Totara Estate and Clarks Mill are welcoming visitors once again.
Last month, Totara Estate opened its doors to the public for the season and Clarks Mill followed suit at the weekend.
Following an ‘‘excellent’’ summer season last year, property lead Keren Mackay had noticed a ‘‘slowdown’’ this year.
‘‘People are very hesitant — there’s so much uncertainty out there,’’ Mrs Mackay said.
The estate certainly had its advantages under Level 2 restrictions.
‘‘We have plenty of wide open spaces — we can easily accommodate visitors.’’
After many years of opening seven days a week, the estate had reduced its open days. It would now close on Tuesdays and Wednesdays — but still had plenty to offer from Thursday to Monday.
Though this year’s Oamaru Victorian Heritage Celebrations were cancelled, Clarks Mill and the estate would continue with their Heritage Week programme.
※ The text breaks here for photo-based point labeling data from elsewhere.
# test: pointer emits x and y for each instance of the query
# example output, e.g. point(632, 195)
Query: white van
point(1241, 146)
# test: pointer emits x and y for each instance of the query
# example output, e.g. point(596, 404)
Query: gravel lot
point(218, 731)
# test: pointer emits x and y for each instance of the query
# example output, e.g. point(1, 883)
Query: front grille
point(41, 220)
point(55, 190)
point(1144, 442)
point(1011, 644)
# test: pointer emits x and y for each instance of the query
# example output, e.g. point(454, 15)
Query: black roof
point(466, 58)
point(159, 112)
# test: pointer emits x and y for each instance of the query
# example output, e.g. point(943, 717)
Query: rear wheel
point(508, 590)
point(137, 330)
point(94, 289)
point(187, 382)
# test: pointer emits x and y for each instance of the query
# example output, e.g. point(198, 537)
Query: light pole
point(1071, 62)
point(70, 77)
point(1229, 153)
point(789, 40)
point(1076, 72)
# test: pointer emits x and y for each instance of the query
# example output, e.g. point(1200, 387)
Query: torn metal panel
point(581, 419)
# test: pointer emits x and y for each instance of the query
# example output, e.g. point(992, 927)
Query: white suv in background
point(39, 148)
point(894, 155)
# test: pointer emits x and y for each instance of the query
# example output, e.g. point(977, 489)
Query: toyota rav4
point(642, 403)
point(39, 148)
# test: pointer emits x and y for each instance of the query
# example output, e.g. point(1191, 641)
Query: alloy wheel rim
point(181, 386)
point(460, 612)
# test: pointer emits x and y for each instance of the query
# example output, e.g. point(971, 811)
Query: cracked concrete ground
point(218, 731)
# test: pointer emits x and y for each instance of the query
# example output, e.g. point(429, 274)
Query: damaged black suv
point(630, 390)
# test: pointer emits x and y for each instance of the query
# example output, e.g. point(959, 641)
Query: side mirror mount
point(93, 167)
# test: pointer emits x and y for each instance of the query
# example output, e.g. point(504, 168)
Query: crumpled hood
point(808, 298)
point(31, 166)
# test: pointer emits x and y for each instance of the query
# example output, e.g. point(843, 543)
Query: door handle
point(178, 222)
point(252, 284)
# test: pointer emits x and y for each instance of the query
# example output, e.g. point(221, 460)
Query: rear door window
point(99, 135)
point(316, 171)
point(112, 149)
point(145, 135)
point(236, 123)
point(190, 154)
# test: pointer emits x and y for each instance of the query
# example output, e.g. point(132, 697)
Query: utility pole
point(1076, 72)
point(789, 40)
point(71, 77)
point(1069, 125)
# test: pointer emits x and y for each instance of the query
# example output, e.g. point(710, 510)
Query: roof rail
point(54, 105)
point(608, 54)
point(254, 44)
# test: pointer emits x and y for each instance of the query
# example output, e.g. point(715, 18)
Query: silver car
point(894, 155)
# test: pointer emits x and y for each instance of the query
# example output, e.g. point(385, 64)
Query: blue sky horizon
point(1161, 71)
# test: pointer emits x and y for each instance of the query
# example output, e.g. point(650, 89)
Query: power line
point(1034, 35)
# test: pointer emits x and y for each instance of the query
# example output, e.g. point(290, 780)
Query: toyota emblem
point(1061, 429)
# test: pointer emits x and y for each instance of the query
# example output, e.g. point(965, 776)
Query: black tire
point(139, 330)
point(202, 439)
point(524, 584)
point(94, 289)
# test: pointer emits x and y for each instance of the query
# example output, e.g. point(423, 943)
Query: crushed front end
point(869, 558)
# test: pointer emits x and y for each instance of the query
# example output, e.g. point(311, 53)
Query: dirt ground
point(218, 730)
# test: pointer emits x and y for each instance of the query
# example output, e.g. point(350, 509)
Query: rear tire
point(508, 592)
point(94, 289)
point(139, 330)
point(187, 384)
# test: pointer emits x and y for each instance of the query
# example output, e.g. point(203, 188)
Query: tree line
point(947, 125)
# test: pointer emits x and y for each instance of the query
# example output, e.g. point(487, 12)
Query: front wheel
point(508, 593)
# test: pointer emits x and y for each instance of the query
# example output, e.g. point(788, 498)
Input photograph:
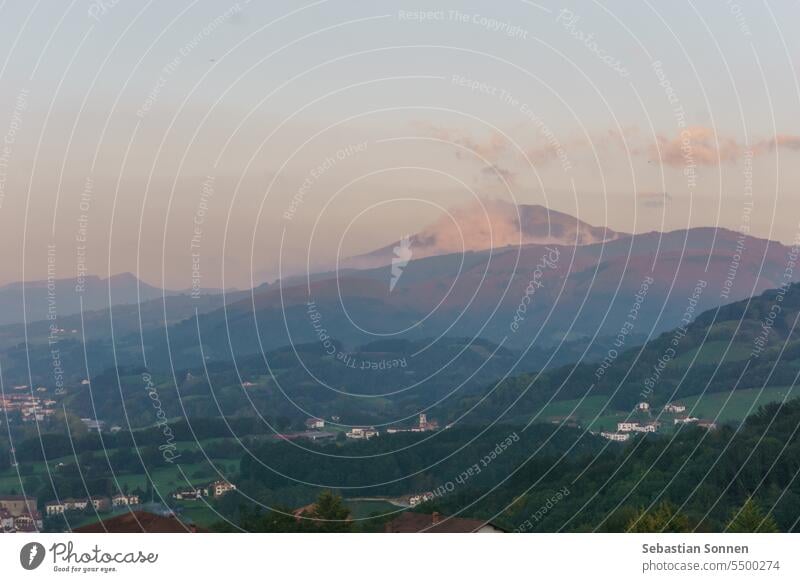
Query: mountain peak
point(484, 225)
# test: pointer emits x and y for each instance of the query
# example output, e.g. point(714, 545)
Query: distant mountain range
point(33, 301)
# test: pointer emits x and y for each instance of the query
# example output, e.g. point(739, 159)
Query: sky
point(237, 142)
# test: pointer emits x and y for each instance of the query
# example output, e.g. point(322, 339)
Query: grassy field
point(165, 479)
point(736, 406)
point(364, 508)
point(723, 406)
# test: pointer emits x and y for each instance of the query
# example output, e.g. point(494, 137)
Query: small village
point(315, 430)
point(26, 405)
point(673, 410)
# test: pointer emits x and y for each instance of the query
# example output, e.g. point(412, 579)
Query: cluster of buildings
point(97, 502)
point(627, 427)
point(31, 408)
point(366, 433)
point(415, 500)
point(18, 513)
point(215, 489)
point(424, 425)
point(362, 433)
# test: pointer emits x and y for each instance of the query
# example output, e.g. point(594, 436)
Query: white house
point(674, 408)
point(647, 427)
point(615, 436)
point(313, 423)
point(120, 500)
point(221, 488)
point(361, 433)
point(628, 426)
point(54, 508)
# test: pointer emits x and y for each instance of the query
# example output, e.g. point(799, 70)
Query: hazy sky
point(257, 135)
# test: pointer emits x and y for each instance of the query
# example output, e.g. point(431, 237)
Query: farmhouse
point(675, 408)
point(616, 436)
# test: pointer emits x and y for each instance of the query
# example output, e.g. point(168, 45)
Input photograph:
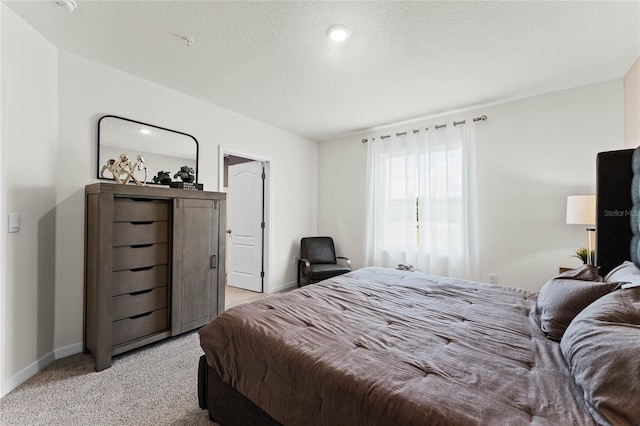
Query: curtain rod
point(437, 126)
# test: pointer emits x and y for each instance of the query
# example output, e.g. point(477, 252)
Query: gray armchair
point(318, 260)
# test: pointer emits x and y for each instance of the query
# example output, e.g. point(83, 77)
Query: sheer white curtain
point(421, 201)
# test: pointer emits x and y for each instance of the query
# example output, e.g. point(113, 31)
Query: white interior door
point(244, 225)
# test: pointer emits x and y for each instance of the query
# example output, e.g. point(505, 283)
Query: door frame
point(3, 233)
point(266, 244)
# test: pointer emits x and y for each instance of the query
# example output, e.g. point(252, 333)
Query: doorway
point(3, 227)
point(245, 179)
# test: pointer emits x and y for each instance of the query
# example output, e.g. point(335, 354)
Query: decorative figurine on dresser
point(154, 265)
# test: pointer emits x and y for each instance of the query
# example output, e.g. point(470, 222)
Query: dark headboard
point(613, 208)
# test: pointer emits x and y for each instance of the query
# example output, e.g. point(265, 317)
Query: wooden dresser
point(154, 265)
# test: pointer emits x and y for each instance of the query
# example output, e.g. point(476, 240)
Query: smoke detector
point(70, 4)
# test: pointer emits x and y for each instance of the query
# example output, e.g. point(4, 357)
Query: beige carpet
point(155, 385)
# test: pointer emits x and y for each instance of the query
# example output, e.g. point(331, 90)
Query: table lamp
point(581, 210)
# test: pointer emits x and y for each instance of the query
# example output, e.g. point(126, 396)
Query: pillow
point(602, 349)
point(561, 299)
point(627, 273)
point(584, 273)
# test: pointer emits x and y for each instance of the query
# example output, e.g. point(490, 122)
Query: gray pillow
point(584, 273)
point(561, 299)
point(626, 272)
point(602, 349)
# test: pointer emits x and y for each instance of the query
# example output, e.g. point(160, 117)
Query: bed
point(380, 346)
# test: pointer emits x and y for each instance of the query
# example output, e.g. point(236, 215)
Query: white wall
point(54, 101)
point(29, 70)
point(89, 90)
point(531, 154)
point(632, 106)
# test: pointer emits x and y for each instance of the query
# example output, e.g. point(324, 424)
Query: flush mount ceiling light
point(338, 33)
point(70, 4)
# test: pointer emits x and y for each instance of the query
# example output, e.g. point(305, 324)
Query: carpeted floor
point(155, 385)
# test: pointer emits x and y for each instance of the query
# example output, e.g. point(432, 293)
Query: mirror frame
point(99, 166)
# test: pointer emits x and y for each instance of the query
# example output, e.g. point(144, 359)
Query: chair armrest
point(345, 259)
point(307, 265)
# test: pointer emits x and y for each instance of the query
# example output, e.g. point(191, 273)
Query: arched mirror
point(162, 149)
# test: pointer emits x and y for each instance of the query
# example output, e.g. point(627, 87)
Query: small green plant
point(185, 174)
point(583, 254)
point(162, 177)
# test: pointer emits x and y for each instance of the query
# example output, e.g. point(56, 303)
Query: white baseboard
point(282, 287)
point(13, 382)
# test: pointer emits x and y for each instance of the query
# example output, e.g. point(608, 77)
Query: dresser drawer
point(140, 210)
point(133, 257)
point(134, 233)
point(131, 304)
point(129, 281)
point(142, 325)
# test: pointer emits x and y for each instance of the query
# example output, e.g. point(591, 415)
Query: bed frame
point(613, 208)
point(227, 406)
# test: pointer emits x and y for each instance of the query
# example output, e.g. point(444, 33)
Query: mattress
point(380, 346)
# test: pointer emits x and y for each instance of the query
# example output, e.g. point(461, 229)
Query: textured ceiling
point(273, 62)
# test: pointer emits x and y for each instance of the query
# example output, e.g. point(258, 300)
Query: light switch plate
point(14, 222)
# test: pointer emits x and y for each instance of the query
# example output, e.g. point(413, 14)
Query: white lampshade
point(581, 210)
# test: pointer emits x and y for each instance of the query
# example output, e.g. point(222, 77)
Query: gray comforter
point(385, 347)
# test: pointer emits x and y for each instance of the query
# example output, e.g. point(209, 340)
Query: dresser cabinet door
point(195, 263)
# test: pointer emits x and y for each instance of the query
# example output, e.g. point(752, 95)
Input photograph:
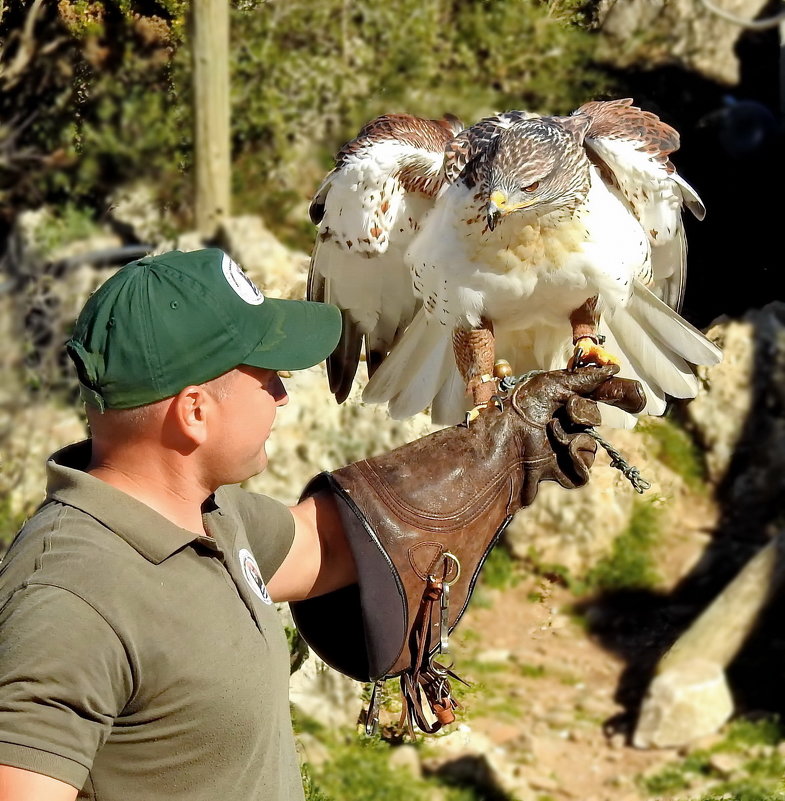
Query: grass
point(674, 447)
point(760, 772)
point(630, 564)
point(359, 770)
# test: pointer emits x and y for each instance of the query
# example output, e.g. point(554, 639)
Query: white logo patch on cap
point(253, 575)
point(240, 282)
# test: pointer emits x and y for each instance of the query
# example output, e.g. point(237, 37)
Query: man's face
point(245, 418)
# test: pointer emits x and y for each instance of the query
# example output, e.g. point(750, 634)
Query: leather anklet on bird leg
point(475, 351)
point(585, 339)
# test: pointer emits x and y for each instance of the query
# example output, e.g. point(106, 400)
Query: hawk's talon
point(495, 402)
point(575, 362)
point(589, 351)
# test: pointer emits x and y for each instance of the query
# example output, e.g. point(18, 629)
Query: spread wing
point(631, 148)
point(368, 209)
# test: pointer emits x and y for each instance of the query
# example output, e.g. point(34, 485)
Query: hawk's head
point(537, 166)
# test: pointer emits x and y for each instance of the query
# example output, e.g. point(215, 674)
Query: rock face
point(655, 33)
point(739, 419)
point(686, 702)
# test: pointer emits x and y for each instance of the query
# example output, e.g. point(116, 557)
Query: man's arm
point(320, 559)
point(17, 784)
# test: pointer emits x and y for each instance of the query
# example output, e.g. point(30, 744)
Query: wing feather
point(632, 149)
point(368, 208)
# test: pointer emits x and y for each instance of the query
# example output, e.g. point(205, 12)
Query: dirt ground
point(558, 682)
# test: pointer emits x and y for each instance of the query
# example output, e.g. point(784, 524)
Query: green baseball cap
point(165, 322)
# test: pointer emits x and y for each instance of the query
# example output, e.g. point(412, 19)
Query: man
point(141, 655)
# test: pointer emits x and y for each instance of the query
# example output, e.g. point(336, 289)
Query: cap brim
point(300, 334)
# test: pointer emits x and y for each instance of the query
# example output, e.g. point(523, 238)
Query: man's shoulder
point(236, 500)
point(62, 546)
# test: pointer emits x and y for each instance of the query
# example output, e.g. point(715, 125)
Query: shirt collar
point(150, 533)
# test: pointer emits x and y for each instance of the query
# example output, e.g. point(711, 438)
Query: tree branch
point(751, 24)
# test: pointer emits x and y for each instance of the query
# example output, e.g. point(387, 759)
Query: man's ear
point(188, 414)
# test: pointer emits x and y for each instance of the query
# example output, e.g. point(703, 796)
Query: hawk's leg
point(475, 352)
point(585, 339)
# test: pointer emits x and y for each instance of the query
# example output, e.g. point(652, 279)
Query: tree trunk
point(210, 58)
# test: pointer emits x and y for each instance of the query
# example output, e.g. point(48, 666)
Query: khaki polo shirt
point(139, 661)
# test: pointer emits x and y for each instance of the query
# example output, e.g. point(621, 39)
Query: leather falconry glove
point(422, 519)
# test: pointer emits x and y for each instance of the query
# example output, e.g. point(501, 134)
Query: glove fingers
point(621, 392)
point(574, 456)
point(561, 384)
point(583, 411)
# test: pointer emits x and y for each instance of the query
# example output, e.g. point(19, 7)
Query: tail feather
point(449, 405)
point(671, 328)
point(652, 360)
point(415, 370)
point(658, 348)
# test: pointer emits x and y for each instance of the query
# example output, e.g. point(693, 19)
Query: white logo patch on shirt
point(253, 575)
point(240, 282)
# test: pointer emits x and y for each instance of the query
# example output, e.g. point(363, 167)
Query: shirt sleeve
point(268, 524)
point(64, 678)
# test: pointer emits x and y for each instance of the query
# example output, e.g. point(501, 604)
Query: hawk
point(548, 241)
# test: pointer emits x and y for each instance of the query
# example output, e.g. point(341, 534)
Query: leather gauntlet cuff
point(369, 630)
Continuing with the ‘‘highland fling’’ theme, the estate would hold tours and tea ‘‘with Scottish flavour’’ from November 18 to 20. At Clarks Mill, stories of the Scottish families who ran it would be told during guided tours on November 18 and 21.
‘‘We are just emphasising that part of our story because the Totara Estate was owned by the New Zealand and Australian Land Company for four decades.’’
The company, run from its head office in Glasgow, also owned Clarks Mill, she said.
‘‘It was under them that all these innovations occurred, so the Scottish have been very
famous for their innovative engineering abilities and that filters down to here.’’
On November 14, Anne Te Maiharoa-Dodds would be kicking off the estate’s season of learned lectures by sharing her stories and connection to the Waitaha Taoka/Stewart Willetts Family Collection held in the Waitaki Museum and Archive.
Also something to look forward to was the estate’s Victorian Christmas afternoon tea and its 140th anniversary in February.